Relatives of the dead, who had pursued the lawsuit in an effort to force Britain to hold such an inquiry, expressed a sense of stunned relief outside Belfast High Court.

“We’re delighted. It’s the best news we have heard for over 20 years,” said Stanley McCombe, who lost his wife Ann in the blast.

Michael Gallagher, whose son Aiden died in the bombing, called on the British government not to appeal the decision or delay an official investigation. “We are not the terrorists here. We support the police and intelligence services,” he said.
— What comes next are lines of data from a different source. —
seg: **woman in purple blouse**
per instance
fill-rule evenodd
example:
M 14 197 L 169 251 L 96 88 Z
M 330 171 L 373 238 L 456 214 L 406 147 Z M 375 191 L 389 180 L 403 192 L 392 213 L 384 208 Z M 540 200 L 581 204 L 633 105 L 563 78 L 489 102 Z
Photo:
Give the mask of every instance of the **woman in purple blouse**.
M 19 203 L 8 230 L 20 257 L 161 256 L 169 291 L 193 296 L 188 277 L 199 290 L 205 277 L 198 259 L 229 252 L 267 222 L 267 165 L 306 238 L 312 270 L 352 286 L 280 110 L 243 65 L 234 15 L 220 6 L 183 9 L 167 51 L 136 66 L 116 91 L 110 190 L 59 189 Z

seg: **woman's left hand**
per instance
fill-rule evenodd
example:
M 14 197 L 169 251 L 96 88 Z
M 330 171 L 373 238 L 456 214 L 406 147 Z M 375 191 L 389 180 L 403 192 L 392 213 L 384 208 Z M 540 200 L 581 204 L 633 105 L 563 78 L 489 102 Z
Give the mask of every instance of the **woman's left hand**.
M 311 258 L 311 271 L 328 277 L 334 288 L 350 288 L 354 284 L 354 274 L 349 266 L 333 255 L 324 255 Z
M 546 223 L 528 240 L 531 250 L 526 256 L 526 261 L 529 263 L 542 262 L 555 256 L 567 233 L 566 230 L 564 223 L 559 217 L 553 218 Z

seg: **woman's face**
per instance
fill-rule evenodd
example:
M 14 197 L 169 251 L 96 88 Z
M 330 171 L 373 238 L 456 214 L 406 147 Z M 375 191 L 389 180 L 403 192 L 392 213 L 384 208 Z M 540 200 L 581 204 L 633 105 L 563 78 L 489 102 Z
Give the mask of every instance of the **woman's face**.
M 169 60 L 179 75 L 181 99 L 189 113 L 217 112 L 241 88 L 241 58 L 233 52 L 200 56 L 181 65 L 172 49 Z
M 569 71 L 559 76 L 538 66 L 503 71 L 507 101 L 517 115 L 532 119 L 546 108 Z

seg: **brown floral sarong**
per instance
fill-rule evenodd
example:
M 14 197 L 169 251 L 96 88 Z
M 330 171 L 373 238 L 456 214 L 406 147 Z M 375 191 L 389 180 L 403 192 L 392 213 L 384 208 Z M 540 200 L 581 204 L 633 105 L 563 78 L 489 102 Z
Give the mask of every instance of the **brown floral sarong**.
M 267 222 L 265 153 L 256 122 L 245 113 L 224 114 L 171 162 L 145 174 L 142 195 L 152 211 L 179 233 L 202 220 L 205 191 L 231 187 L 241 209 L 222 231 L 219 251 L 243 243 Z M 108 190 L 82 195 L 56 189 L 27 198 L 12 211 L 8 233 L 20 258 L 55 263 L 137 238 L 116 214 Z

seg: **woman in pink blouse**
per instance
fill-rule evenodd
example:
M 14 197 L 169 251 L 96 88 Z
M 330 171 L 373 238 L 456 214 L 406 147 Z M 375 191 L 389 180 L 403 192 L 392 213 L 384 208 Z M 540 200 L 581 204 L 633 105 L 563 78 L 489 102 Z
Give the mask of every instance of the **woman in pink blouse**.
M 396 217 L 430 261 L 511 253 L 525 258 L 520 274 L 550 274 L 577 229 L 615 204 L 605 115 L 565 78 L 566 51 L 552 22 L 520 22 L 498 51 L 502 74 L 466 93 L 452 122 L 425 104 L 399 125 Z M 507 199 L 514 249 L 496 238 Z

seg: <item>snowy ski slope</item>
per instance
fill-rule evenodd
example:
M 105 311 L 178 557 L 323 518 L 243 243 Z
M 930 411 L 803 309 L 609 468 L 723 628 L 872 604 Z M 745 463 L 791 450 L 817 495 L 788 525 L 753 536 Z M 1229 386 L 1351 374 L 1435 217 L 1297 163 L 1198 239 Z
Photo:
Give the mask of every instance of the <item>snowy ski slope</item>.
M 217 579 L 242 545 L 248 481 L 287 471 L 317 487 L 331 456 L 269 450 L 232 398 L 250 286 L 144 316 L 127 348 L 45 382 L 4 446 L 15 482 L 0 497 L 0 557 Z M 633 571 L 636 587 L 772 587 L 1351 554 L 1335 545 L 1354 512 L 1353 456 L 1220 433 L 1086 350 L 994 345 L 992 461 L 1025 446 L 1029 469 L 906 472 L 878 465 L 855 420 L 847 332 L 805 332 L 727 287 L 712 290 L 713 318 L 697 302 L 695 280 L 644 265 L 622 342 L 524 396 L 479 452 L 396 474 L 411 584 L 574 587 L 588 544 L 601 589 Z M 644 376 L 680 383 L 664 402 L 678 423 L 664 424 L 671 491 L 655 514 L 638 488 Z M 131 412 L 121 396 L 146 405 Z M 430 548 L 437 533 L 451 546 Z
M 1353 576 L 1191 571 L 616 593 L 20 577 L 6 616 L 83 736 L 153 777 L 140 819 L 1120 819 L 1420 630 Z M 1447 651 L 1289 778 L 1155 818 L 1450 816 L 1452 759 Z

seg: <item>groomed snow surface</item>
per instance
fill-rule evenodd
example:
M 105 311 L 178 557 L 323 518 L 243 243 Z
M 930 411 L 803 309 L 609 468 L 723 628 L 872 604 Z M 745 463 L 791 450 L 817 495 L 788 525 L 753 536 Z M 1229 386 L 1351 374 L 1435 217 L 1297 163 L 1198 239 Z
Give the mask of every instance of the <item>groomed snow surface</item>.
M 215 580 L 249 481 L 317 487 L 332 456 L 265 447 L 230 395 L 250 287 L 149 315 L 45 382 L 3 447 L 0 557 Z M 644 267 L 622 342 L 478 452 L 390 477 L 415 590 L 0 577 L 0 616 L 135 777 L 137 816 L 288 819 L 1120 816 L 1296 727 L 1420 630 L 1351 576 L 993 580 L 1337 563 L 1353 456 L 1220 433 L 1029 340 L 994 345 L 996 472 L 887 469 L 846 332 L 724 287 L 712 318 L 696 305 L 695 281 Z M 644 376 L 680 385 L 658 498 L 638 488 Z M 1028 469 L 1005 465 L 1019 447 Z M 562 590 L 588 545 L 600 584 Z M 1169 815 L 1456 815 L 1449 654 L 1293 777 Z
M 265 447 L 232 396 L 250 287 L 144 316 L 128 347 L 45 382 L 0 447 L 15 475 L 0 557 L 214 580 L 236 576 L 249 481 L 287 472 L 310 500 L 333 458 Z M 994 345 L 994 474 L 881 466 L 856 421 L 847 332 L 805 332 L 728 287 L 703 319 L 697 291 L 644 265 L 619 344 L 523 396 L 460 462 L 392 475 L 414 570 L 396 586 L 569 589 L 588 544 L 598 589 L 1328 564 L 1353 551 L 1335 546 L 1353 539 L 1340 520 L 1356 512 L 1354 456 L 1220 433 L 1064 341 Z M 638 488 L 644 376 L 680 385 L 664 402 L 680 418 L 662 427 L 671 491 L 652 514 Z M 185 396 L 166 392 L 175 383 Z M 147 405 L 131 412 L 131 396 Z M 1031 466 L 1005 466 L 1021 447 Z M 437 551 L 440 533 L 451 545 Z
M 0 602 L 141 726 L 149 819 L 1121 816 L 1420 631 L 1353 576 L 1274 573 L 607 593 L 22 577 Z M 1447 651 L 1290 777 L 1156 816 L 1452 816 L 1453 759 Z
In Dublin, Irish Prime Minister Micheál Martin said he would support creating such an inquiry in tandem with British authorities.

“I have an open book in relation to any atrocity committed that had a cross-border dimension to it,” Martin said. The Irish government, like all Northern Irish parties, opposes Britain’s bid to end investigations of conflict-era cases.

But in London, Northern Ireland Secretary of State Brandon Lewis said: “The British government will take time to consider the judge’s statement and all its recommendations carefully as we wait for the full judgment to be published.”

Horner said the full judgment couldn’t be published Friday because the official tasked with redacting state secrets and other sensitive information from it had contracted COVID-19 and was self-isolating.

The British intelligence agency MI5 and police on both sides of the border kept tabs on Real IRA activities using electronic surveillance and paid informers positioned within or on the fringes of the small group.

After the Omagh bombing, the group’s commander, Michael McKevitt, was convicted in Dublin on a charge of “directing terrorism” based largely on the testimony of an FBI-recruited mole. But McKevitt and other senior Real IRA figures were never successfully prosecuted for the bombing itself.